Comment on the saying “The Punishment should fit the crime”.




Punishment does fit the criminal in the sense that every accused person is tried in court before being locked up or sentenced to being locked. Therefore the punishment is catered/tailored/wound around the individual situation,circumstance,psychological state/position of the criminal and customised accordingly. The punishment may be standard but leniences are made if the jkudge thinks they need to be and the time period of the sentence that criminals must serve is also decided by judge and jury for each specific case. however different punishments may suit different criminals; a different form of retribution may be called for for different people.

Can you think of court cases where the law has been unjust?

A 70-year-old man wrongly convicted of murder has walked free from prison after serving almost four decades behind bars.

Joseph Sledge was jailed for life for the killing of a mother and daughter in North Carolina, but has now been found innocent by a panel of judges following new DNA evidence. Walking out of court, Mr Sledge said he was looking forward to going home and doing the 'most mundane' things like 'relaxing and sleeping in a real bed'. He said he never doubted he would one day be freed despite spending more than half his life in prison. 'I had confidence in my own self. The self-will and the patience,' he said. 'Patience is the word.' Mr Sledge told reporters he always hoped he would one day be cleared Josephine Davis, 74, and her daughter Aileen, 57, were found stabbed to death in their home in Elizabethtown in 1976, a day after Mr Sledge escaped from a prison work farm where he was serving a four-year sentence for larceny. A three-judge panel was told by a DNA expert none of the evidence collected in the case matched Mr Sledge. A key jailhouse informant, Herman Baker, also retracted his testimony in 2013. He said he lied at Mr Sledge's trial after being promised leniency in his own drug case and had been coached by authorities on what to say. Mr Sledge is the third inmate to be cleared in less than six months in North Carolina. His lawyer Christine Mumma had been on the verge of closing the case in 2012 when court clerks discovered a misplaced envelope containing hair from the crime scene while cleaning out an evidence vault. It contained hair, found on the victim and believed to be the attacker's, that turned out to be a key piece of evidence for DNA testing, which was not available when Mr Sledge went on trial in 1978.

What is your attitude to capital punishment?
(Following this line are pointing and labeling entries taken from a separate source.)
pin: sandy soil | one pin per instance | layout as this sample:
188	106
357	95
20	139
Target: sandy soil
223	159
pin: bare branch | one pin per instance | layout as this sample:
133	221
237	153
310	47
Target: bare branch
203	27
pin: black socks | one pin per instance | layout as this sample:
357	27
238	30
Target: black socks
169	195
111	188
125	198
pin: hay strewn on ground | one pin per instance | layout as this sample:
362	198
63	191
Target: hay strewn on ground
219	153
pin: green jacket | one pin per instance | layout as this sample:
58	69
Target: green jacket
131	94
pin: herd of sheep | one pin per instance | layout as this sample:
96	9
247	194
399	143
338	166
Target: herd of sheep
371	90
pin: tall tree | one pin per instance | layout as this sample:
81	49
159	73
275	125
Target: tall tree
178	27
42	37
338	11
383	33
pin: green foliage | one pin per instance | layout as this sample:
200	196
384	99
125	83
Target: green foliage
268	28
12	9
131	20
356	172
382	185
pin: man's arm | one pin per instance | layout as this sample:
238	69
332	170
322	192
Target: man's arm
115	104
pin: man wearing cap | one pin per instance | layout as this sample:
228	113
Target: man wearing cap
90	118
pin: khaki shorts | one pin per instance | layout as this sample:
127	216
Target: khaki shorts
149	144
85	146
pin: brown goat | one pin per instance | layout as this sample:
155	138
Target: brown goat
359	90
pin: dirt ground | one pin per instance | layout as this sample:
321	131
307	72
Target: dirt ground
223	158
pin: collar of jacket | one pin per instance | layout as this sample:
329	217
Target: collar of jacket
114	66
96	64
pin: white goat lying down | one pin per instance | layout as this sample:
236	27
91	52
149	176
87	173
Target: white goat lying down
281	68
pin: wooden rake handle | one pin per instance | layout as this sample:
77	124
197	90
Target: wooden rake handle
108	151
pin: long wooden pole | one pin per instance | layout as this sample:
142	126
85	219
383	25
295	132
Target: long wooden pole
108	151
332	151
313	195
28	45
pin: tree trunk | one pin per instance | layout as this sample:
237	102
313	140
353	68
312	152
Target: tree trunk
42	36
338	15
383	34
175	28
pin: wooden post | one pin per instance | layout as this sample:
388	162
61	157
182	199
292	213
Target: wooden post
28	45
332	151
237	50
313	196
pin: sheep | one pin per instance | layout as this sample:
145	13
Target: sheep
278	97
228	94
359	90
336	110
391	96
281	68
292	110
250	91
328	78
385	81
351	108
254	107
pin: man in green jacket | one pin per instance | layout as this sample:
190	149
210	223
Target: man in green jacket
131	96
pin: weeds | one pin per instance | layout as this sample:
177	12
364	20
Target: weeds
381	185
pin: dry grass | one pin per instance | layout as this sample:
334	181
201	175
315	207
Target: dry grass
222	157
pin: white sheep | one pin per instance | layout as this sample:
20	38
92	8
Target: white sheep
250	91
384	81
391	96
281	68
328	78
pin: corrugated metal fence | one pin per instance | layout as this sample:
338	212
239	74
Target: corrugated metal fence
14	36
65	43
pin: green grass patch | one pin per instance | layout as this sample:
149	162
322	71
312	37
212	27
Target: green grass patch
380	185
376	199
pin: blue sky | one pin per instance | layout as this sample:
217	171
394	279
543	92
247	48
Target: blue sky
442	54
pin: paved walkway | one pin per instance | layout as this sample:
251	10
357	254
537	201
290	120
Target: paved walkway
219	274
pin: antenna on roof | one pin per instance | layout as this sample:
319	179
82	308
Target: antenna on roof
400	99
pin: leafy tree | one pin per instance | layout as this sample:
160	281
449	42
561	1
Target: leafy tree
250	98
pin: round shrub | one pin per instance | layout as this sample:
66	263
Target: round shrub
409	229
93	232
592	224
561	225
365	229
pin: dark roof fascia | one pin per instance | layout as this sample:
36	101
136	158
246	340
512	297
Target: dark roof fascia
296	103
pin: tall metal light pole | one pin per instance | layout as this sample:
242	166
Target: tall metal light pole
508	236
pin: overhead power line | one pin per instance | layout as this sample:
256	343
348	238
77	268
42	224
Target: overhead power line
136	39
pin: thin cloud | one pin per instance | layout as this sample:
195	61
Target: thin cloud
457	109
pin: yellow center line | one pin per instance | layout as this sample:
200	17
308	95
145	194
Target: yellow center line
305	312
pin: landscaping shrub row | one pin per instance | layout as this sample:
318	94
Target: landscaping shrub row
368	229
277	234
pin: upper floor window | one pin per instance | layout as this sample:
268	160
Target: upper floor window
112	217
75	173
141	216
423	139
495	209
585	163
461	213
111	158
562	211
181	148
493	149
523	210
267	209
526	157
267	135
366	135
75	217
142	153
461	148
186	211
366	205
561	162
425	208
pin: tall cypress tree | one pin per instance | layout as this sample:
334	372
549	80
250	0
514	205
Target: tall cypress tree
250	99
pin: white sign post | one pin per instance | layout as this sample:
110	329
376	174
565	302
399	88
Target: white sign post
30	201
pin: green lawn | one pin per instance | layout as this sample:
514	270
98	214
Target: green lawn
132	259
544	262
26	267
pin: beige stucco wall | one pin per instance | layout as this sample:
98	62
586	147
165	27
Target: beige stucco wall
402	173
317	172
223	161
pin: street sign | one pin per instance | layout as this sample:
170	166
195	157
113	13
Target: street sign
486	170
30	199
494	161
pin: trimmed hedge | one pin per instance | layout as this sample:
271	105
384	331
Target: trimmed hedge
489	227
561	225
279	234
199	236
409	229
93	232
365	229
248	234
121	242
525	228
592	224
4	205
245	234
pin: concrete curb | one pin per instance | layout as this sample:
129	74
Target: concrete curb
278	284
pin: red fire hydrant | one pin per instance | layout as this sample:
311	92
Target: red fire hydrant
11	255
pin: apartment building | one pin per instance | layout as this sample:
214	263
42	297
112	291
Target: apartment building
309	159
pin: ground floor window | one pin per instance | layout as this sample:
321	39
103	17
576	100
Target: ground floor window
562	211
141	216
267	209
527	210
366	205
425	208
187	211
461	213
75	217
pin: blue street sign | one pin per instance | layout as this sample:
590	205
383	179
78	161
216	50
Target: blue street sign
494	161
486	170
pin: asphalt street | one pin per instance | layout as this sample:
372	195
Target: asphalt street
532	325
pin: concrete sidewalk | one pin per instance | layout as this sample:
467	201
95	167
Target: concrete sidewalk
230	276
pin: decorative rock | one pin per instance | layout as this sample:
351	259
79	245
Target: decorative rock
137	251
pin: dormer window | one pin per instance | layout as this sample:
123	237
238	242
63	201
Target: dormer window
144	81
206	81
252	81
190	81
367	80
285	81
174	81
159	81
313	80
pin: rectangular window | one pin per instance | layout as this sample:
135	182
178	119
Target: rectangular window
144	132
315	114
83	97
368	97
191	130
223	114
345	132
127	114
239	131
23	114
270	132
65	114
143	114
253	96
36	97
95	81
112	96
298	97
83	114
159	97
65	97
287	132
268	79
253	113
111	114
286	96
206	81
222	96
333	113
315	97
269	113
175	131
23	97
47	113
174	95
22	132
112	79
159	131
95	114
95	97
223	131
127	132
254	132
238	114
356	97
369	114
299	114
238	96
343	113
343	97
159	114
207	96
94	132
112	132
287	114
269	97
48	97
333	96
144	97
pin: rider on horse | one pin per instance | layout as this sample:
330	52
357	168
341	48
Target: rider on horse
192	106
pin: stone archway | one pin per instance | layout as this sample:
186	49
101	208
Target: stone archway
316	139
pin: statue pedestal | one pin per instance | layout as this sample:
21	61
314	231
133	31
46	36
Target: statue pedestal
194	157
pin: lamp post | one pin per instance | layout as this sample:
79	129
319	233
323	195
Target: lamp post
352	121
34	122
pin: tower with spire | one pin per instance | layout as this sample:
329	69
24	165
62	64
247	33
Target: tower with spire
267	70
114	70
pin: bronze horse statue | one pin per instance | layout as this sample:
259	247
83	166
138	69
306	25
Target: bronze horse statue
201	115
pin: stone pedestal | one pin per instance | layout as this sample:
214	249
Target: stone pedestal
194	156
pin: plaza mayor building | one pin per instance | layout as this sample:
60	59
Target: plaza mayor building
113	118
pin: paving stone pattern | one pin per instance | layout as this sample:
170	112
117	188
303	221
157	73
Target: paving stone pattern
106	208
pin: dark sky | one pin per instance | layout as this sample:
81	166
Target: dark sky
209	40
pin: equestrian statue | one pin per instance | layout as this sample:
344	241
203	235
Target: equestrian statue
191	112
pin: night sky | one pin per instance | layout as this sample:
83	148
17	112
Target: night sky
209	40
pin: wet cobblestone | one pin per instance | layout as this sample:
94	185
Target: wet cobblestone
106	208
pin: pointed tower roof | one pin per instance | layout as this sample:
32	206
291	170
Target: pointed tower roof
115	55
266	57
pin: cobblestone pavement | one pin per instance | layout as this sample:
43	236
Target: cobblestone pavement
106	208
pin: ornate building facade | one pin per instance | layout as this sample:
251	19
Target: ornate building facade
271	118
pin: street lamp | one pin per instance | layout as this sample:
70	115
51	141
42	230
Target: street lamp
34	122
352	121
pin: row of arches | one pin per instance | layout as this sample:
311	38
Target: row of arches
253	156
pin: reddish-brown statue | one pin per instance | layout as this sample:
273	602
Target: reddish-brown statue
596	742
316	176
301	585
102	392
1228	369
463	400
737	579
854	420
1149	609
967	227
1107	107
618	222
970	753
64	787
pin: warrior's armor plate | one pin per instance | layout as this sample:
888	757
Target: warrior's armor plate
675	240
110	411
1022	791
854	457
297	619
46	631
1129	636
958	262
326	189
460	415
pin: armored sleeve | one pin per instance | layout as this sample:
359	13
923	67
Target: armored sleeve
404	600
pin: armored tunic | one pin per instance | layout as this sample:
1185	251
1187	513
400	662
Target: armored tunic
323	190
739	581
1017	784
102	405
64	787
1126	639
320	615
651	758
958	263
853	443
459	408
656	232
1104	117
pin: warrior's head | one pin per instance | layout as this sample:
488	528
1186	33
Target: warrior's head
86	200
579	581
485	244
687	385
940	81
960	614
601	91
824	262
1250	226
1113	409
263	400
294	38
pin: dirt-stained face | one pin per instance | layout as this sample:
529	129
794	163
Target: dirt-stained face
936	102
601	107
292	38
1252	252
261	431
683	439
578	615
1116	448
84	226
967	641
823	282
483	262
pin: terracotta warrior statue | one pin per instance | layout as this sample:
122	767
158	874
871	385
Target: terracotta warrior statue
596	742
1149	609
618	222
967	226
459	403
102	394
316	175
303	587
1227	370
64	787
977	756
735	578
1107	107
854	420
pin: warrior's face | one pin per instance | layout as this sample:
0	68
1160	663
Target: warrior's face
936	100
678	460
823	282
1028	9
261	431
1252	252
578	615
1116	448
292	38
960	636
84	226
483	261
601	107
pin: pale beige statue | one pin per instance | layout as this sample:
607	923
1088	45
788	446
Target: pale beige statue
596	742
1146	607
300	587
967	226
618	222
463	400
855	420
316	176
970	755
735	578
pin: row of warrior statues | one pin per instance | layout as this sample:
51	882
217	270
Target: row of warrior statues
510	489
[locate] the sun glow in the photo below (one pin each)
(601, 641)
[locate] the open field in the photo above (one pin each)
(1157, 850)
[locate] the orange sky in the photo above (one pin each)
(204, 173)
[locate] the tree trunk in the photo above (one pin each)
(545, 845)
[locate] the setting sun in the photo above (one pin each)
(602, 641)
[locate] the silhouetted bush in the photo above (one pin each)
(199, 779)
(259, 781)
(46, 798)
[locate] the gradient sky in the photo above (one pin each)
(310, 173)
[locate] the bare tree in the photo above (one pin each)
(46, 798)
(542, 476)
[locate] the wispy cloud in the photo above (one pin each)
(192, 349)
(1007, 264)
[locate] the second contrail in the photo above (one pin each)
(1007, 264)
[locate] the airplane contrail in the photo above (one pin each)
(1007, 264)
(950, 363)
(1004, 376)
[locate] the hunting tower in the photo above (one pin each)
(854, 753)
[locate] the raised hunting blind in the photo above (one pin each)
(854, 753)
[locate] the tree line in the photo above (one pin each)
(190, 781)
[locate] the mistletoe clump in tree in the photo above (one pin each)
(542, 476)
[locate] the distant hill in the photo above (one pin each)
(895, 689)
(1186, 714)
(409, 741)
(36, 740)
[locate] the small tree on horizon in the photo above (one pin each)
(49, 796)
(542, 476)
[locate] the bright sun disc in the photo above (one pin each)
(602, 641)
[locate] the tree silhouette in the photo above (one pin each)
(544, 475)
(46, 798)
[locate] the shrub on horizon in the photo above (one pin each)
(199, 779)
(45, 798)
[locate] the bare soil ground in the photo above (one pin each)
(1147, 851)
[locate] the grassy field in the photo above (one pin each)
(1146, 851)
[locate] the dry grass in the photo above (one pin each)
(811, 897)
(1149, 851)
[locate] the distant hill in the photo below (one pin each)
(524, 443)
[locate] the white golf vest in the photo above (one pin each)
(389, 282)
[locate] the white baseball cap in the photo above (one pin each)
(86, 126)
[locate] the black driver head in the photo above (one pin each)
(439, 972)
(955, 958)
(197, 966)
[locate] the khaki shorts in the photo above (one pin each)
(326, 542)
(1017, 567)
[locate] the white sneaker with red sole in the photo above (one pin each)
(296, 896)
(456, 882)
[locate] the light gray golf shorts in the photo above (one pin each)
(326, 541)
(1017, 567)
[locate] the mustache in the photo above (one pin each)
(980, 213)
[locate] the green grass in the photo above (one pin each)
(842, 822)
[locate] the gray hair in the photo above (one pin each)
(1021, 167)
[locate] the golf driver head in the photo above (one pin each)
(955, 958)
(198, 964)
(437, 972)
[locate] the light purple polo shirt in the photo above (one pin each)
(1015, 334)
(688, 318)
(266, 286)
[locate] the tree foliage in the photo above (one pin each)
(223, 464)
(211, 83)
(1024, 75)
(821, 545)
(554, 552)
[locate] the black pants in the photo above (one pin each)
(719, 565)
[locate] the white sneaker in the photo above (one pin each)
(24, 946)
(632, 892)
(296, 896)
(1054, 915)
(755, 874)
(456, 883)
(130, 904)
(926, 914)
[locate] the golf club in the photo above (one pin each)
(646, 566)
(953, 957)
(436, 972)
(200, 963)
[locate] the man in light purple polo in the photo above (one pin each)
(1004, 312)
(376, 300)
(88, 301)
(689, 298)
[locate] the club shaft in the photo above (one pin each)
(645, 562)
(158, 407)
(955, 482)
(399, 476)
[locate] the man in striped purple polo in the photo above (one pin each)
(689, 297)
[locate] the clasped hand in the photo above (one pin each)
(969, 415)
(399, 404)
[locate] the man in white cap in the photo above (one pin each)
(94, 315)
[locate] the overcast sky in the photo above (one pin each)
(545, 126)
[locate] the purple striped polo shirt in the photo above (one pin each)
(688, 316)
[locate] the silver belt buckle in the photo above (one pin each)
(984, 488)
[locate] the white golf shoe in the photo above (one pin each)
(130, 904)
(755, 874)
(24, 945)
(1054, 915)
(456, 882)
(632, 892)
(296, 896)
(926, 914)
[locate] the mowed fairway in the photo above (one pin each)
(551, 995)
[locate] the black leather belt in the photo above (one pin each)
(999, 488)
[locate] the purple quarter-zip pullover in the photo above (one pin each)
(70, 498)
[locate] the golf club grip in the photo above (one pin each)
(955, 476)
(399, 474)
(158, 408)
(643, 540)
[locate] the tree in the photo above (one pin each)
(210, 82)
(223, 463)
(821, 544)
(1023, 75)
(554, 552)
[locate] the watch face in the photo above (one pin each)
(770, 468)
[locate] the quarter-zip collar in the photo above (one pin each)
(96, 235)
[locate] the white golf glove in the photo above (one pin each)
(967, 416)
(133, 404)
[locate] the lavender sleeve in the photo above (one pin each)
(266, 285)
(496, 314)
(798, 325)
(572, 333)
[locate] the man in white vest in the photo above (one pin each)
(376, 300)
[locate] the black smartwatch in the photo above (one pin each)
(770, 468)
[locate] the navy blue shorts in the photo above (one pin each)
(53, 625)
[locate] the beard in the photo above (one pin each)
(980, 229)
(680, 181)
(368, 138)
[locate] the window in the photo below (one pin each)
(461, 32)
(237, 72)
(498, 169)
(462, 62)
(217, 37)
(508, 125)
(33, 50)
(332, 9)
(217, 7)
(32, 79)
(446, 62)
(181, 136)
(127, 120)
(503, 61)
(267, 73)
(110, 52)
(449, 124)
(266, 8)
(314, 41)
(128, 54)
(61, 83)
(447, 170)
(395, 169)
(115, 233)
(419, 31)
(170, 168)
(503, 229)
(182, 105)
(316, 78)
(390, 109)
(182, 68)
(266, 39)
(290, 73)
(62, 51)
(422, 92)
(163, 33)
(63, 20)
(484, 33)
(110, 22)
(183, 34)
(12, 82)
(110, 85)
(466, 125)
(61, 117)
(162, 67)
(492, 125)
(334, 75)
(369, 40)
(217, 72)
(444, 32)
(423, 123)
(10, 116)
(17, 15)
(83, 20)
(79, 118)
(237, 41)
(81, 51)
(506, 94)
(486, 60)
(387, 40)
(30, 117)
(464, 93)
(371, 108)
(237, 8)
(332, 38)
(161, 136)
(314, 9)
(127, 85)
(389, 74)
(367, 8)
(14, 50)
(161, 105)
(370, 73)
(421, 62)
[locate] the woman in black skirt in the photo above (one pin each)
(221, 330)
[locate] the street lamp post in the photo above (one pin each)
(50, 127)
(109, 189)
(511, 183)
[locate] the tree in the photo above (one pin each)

Capital punishment is as controversial as any issue in criminal justice. In general the proponents of the death penalty argue that its use is justified in terms of just desserts—that taking the life of one who has taken another life is the only retribution. This stance is supported by tradition going back to biblical prescriptions of an.eye for an eye and a tooth for a tooth. Proponents also argue that the death penalty is necessary to deter others from committing murder and other atrocious crimes and that without it there would be little reason for criminal s to refrain from killing even more frequently. They see, for example, a kidnapper having "nothing to lose" in killing rather than freeing a hostage without the death penalty to serve as a restraint. They also argue that execution is the only assurance a criminal will never again commit a murder or any other crime, an assurance that does not hold for life-term prisoners who may, and indeed sometimes do, commit crimes while in prison or upon release. Proponents also hold that the death penalty is an essential social symbol, ex- pressing the boundaries of our cultural standards of decency and humanity. All societies must set outer limits beyond which deviant behavior cannot be tolerated; the death penalty, according to its proponents, is a clear and firm statement of our outrage at and revulsion for murderous acts. Finally, advocates point out that 80 percent or more of Americans voice support for capital punishment. Personally, I believe that capital punishment is useless. Why killing living materials if you can use them for different sorts of experiments instead of poor animals. Some criminals can even be used to donate organs. I can name dozens of things where these criminals could be used. Death is not as scary as many people suppose, but knowing that you will go through different kinds of experiments can scare you to death. I think it’s the best motivation for someone to not commit a crime.